Electronically secure.  Image credit: Flash Alexander via

Electronically secure.

Image credit: Flash Alexander via

If you can remember a password, it is almost certain that it is vulnerable to this type of password cracking. And unless you have some kind of savant ability to remember long random strings of characters, it is one hundred per cent certain that you can't remember all the unique passwords you need in the modern internet age.

The only way to stay secure online is to pick passwords that are long and random. The new NIST guidance (and XKCD cartoon) isn't best practice. Almost anything memorable also means its crackable. 

In practice, this means you either need to write your passwords down (impractical) or use a password manager. I use LastPass (and highly recommend it), but other great tools include 1Password, TrueKey and KeePass (though I would only recommend KeePass for power users). 

Better still is to use multi-factor authentication (i.e. something in addition to just a password). Not every website offers multi-factor authentication, but using a password manager with multi-factor authentication can help this somewhat.

Have I been pwned?

Don't already follow this guidance?

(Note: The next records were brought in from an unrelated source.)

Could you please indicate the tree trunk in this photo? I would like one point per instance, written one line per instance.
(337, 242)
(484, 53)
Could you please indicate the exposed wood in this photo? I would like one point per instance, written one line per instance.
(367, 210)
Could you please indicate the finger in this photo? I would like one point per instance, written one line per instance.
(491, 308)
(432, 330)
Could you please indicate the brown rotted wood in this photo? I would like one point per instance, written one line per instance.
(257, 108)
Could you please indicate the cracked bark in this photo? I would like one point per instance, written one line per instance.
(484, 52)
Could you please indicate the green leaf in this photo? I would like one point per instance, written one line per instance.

Your log on credentials might already be compromised. Have I been pwned, a website dedicated to tracking password and data breaches, has a list of 4.7 million compromised accounts from 231 websites that have been hacked. Plug in your email address and it will tell you if your credentials have been compromised - and at least one person that I know reads this blog has been pwned. Go and check now. I'll wait. Been pwned? Time to change your passwords.

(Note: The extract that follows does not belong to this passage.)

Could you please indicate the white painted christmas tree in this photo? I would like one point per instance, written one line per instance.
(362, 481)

Why does this matter for lawyers?

Virtually every website that uses account passwords will include in its terms and conditions something to the effect of "we may assume that any transaction authorised by your log on and password is actually authorised by you. You should therefore keep your password secure.  And by the way, here are some requirements about passwords that if you breach you will be liable for any losses." This is the "authenticity" infosec risk I referred to in a previous post.

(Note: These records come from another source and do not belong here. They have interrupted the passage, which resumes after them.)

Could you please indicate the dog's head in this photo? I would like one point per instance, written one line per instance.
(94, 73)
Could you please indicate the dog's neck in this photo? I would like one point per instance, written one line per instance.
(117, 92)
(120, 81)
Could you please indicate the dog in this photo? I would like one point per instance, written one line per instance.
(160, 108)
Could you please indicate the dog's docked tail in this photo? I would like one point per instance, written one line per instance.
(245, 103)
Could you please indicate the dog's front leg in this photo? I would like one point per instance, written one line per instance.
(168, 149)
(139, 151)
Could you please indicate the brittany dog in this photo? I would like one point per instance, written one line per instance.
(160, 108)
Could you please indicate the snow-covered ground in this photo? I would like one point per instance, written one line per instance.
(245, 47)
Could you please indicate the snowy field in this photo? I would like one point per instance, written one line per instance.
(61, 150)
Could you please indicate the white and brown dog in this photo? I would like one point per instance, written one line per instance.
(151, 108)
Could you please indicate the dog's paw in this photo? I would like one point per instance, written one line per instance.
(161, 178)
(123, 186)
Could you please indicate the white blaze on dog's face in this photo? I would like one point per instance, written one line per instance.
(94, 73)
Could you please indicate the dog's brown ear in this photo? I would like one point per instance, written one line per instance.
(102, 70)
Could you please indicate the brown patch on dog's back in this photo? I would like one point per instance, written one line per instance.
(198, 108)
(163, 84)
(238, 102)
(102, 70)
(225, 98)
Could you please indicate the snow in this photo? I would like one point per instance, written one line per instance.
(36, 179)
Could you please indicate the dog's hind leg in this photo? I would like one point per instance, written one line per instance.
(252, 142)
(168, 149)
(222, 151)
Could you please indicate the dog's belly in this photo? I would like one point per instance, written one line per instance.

Is this an unfair contractual term? There's certainly a risk of that, particularly if your password requirements don't follow current best practice. And are the systems underlying your terms and conditions really secure? Do you want to find out the answer to that question in Court or as a result of a discovery application? If I was involved in a dispute as to whether I had really authorised a particular transaction, my first step would be to demand information about the security systems deployed and whether there had been any attempted (or successful) hacks on those systems. Ross Anderson of Cambridge University has written extensively on this type of system security, including bank and ATM fraud. 

As technology becomes more pervasive, it is more important than ever for lawyers to have a good understanding of the systems underlying their legal advice. Technology, data protection, information security and ICT law are increasingly converging. Lawyers with a deep understanding of both technical and legal issues will be far better placed to provide excellent advice to their clients. Conversely, any attempt to paper over security holes or system issues with a sufficiently one-sided set of terms and conditions is fraught with difficulty.